Tipped workers experience higher level of poverty

Tracy Brasseur works as a waitress at Leo’s Coney Island restaurant in Royal Oak, Michigan, from 6 a.m. to 2. p.m., five days a week.

Although she only makes $3.52 an hour – the minimum wage for “tipped” workers in the state – she was bringing home around $500 each week, thanks to those gratuities.

But lately, things have been tighter for the 46-year-old mother of two.

A construction project near her restaurant has resulted in fewer customers coming through the door. Her wages for full-time work have shriveled to around $250 a week.

“My landlord doesn’t care that we have construction behind the restaurant,” Brasseur said. “They want their rent money.”
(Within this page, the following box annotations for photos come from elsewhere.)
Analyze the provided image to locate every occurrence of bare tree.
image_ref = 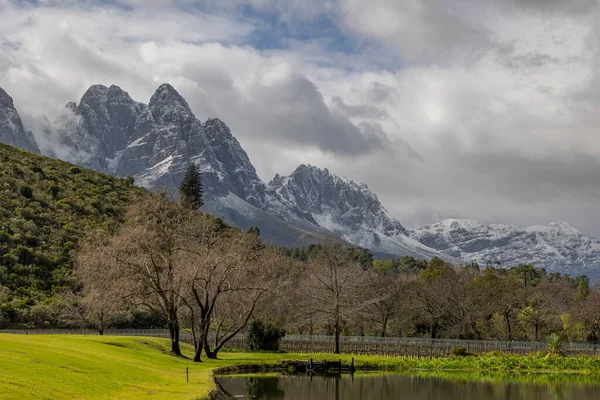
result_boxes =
[77,196,190,355]
[303,245,375,354]
[364,271,415,337]
[186,228,285,361]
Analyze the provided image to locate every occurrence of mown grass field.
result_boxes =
[0,334,600,399]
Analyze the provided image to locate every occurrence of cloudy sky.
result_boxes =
[0,0,600,236]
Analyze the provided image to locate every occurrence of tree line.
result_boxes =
[35,167,600,361]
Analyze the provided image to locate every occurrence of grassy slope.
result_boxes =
[0,334,600,399]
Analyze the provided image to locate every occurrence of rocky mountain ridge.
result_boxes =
[0,84,600,276]
[410,219,600,278]
[0,88,40,153]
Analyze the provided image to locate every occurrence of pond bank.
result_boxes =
[0,334,600,400]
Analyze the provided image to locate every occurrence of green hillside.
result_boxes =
[0,144,147,327]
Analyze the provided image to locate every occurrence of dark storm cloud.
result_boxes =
[331,96,388,119]
[241,74,396,155]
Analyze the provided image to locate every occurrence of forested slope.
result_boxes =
[0,144,148,327]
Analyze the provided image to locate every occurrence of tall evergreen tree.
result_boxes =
[179,162,204,209]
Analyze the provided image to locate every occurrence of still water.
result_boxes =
[217,373,600,400]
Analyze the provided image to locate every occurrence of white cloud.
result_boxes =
[0,0,600,238]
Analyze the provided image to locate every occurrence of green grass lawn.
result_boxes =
[0,334,600,399]
[0,334,281,399]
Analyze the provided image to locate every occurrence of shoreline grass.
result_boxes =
[0,334,600,400]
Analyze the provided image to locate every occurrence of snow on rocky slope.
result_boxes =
[269,165,449,259]
[0,84,600,276]
[410,219,600,278]
[0,88,40,153]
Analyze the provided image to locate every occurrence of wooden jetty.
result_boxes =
[278,358,356,374]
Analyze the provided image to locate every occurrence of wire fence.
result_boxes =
[0,329,600,358]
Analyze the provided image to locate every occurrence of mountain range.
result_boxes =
[0,84,600,276]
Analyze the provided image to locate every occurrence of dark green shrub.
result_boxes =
[48,184,60,198]
[246,319,285,351]
[19,186,33,199]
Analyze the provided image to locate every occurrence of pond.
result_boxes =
[217,372,600,400]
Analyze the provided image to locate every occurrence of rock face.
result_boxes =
[269,165,442,258]
[410,219,600,278]
[46,84,339,246]
[38,84,437,258]
[0,88,40,153]
[17,84,600,277]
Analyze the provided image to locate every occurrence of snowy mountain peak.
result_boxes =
[269,164,446,258]
[148,83,196,124]
[410,220,600,277]
[0,88,15,108]
[0,88,40,153]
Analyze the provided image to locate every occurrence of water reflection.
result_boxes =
[218,372,600,400]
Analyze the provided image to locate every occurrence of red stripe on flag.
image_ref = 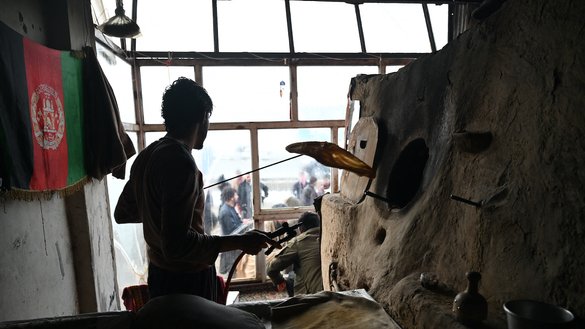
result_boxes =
[23,38,68,190]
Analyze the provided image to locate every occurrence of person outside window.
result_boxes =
[114,77,279,301]
[302,176,318,206]
[218,186,244,274]
[266,212,323,296]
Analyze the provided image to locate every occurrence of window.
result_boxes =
[97,0,448,288]
[203,66,290,122]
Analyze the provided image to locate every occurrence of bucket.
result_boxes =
[504,300,575,329]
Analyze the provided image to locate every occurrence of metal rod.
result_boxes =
[450,194,481,208]
[203,154,303,190]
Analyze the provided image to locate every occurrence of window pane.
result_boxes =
[429,4,449,50]
[203,67,290,122]
[258,128,331,209]
[217,0,289,52]
[140,66,195,123]
[290,1,361,52]
[297,66,378,120]
[193,130,256,279]
[136,0,213,51]
[360,3,431,53]
[96,42,136,123]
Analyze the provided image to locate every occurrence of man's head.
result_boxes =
[162,77,213,148]
[299,211,319,232]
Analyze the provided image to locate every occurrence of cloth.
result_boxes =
[83,47,136,180]
[148,263,226,304]
[114,137,220,272]
[0,22,87,193]
[132,294,265,329]
[266,227,323,295]
[271,291,400,329]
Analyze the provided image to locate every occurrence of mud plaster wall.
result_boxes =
[321,0,585,328]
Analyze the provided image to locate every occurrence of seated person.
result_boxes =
[267,212,323,296]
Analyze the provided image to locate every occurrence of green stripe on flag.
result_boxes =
[61,52,86,186]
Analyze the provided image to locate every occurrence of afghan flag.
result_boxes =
[0,22,86,192]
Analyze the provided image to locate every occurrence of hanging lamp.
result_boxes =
[97,0,140,38]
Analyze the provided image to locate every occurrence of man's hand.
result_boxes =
[276,281,286,292]
[240,230,282,255]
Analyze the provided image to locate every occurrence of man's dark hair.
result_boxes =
[221,186,236,202]
[161,77,213,138]
[299,211,319,231]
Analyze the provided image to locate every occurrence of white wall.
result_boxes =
[0,196,77,321]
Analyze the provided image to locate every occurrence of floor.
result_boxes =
[230,283,288,302]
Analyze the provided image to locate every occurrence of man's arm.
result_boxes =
[266,245,299,286]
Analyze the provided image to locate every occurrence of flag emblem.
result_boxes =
[30,84,65,150]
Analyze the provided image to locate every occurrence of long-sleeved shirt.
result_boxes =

Advocates and workers recently celebrated the Department of Labor’s decision to back off its proposal to allow employers to use certain workers’ tips.
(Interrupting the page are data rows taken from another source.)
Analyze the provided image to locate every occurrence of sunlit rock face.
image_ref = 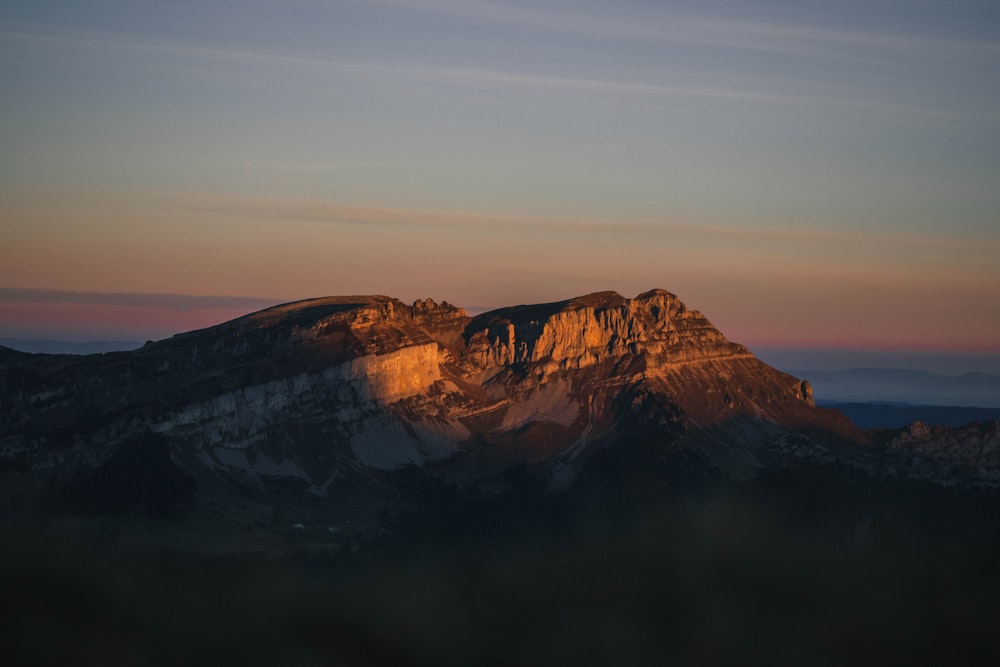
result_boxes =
[466,290,751,372]
[0,290,856,500]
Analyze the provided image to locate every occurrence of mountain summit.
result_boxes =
[0,290,936,548]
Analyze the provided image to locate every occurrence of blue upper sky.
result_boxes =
[0,0,1000,358]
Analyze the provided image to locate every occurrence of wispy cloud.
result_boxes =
[11,191,1000,260]
[350,0,1000,60]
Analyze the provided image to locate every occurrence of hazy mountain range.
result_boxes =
[0,290,1000,665]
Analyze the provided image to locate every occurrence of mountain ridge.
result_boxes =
[0,290,1000,556]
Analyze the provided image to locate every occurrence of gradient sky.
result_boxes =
[0,0,1000,360]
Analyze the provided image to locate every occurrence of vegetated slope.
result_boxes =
[0,290,995,548]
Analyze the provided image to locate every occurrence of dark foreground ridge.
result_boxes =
[0,290,1000,665]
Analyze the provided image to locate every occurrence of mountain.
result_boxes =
[0,290,1000,550]
[789,368,1000,408]
[816,399,1000,429]
[0,338,142,354]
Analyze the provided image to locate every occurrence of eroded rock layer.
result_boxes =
[0,290,861,494]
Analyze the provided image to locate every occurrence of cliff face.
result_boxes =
[0,290,860,516]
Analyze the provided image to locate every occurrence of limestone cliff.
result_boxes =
[0,290,854,493]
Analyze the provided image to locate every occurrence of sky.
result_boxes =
[0,0,1000,370]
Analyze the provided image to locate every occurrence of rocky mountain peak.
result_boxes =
[464,290,750,370]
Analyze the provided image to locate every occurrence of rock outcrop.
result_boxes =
[0,290,863,524]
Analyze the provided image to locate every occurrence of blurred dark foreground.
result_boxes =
[0,472,1000,665]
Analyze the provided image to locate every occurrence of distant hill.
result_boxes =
[788,368,1000,408]
[817,401,1000,429]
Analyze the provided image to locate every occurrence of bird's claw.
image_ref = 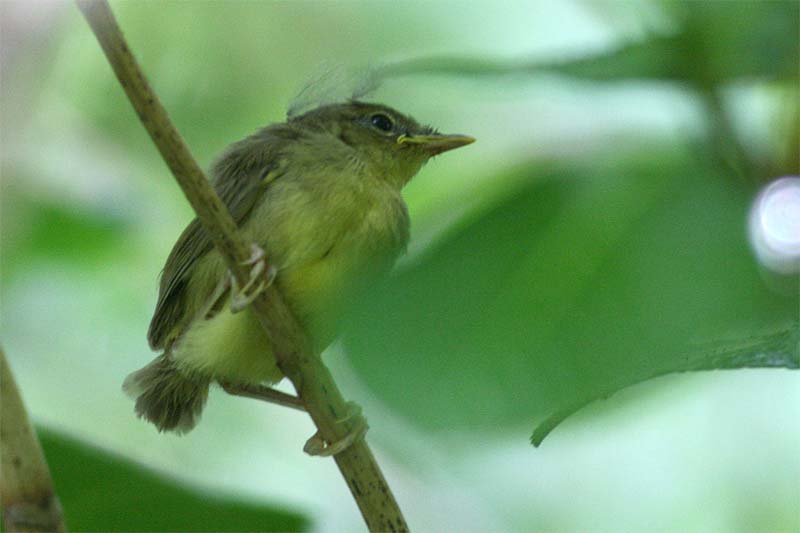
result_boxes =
[303,402,369,457]
[231,244,278,313]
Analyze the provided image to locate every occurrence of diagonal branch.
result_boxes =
[78,0,408,531]
[0,349,65,532]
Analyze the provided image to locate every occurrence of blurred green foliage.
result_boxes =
[346,143,799,436]
[0,0,800,532]
[39,430,309,531]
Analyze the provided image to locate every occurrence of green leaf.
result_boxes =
[39,430,308,531]
[383,1,800,87]
[345,143,798,442]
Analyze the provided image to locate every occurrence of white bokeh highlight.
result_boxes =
[750,176,800,274]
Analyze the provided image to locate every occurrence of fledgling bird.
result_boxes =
[123,101,474,433]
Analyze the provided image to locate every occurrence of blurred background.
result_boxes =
[0,0,800,532]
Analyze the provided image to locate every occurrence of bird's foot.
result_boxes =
[231,244,278,313]
[303,402,369,457]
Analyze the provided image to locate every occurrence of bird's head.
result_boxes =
[290,101,475,187]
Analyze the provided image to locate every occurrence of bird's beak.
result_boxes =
[397,133,475,155]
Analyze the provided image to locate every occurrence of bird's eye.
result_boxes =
[369,113,394,131]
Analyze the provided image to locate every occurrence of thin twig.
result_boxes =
[220,382,306,411]
[78,0,408,531]
[0,348,65,532]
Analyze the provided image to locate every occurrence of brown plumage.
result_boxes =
[124,102,472,432]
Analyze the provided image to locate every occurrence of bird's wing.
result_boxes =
[147,128,290,350]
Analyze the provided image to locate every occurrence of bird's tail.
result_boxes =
[122,352,210,434]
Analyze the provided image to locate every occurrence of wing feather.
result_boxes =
[147,124,299,350]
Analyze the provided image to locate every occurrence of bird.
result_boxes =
[123,100,475,440]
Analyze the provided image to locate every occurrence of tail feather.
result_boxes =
[122,353,210,434]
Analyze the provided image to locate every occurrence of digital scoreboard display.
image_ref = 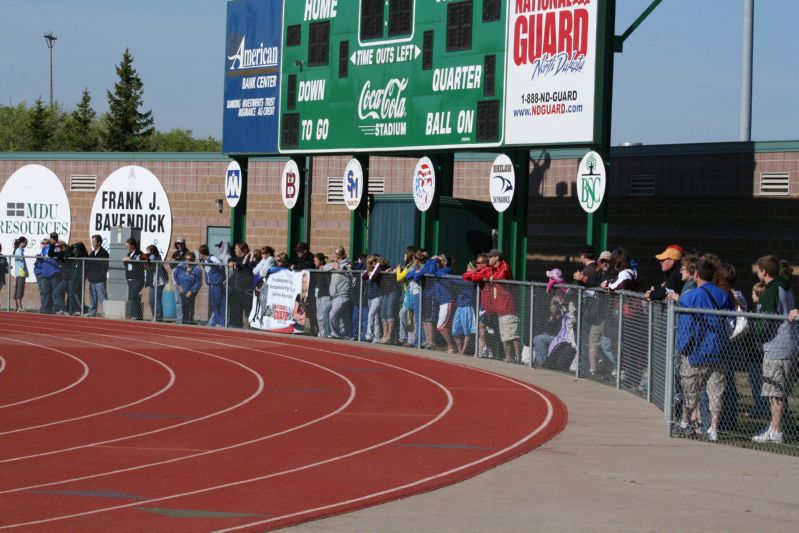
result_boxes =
[223,0,601,154]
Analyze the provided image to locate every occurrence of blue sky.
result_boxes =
[0,0,799,145]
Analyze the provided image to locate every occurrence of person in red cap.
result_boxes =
[646,244,683,300]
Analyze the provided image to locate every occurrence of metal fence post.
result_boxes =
[646,301,655,403]
[616,294,624,390]
[474,283,480,357]
[574,287,585,379]
[149,263,159,322]
[358,276,369,342]
[663,302,676,437]
[414,278,430,350]
[80,257,86,316]
[530,285,535,368]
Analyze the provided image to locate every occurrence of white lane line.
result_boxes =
[0,332,175,440]
[216,368,554,533]
[0,326,264,464]
[0,324,454,529]
[0,324,357,494]
[0,337,89,409]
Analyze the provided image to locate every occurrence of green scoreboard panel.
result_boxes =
[278,0,602,153]
[280,0,505,152]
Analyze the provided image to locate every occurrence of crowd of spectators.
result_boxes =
[0,234,799,443]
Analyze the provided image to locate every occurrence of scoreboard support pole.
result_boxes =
[497,150,530,280]
[286,156,313,253]
[350,154,369,261]
[419,152,455,255]
[586,0,616,254]
[230,157,250,244]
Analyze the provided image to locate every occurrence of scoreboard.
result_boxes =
[223,0,604,154]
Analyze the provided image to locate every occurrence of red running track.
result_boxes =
[0,313,566,531]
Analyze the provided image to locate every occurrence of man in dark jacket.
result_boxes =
[646,244,683,300]
[86,235,109,316]
[122,237,144,320]
[289,242,314,272]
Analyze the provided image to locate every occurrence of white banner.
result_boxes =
[505,0,599,145]
[249,269,311,333]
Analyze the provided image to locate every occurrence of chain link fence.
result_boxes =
[0,256,799,455]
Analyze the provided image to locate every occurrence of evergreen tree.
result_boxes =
[103,48,155,152]
[63,89,100,152]
[28,96,54,152]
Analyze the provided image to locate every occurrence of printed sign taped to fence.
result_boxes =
[225,161,242,207]
[344,159,363,211]
[280,159,300,209]
[0,165,72,283]
[488,154,516,213]
[577,152,607,213]
[249,270,311,333]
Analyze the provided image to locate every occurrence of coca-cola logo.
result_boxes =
[358,78,408,120]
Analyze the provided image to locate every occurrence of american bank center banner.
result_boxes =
[249,270,311,333]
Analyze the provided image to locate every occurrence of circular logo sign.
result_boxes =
[577,152,607,213]
[0,165,72,283]
[342,159,363,211]
[413,157,436,211]
[280,159,300,209]
[89,165,172,258]
[225,161,242,207]
[488,154,516,213]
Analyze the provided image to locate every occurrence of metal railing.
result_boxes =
[0,256,799,455]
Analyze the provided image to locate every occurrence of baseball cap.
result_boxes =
[655,244,682,261]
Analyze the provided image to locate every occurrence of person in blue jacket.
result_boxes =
[173,251,203,324]
[413,254,456,353]
[676,259,735,442]
[200,244,226,327]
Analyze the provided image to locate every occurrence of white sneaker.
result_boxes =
[752,428,783,444]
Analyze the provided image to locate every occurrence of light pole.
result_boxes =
[44,32,57,107]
The updated law now allows that tips get shared among non-tipped workers, like cooks and dishwashers. But it doesn’t cover managers or employers, and it applies only if all workers are paid the regular minimum wage of that region — not the lower hourly compensation paid to some tipped workers.

Now labor advocates are focused on a more familiar fight: Abolishing the tipped wage altogether. While the federal minimum wage has been inching up over the last few decades, the federal minimum wage for tipped workers has been frozen at $2.13 since 1996.

Some states have raised the tipped wage beyond that, but only seven states guarantee the same minimum wage to all workers.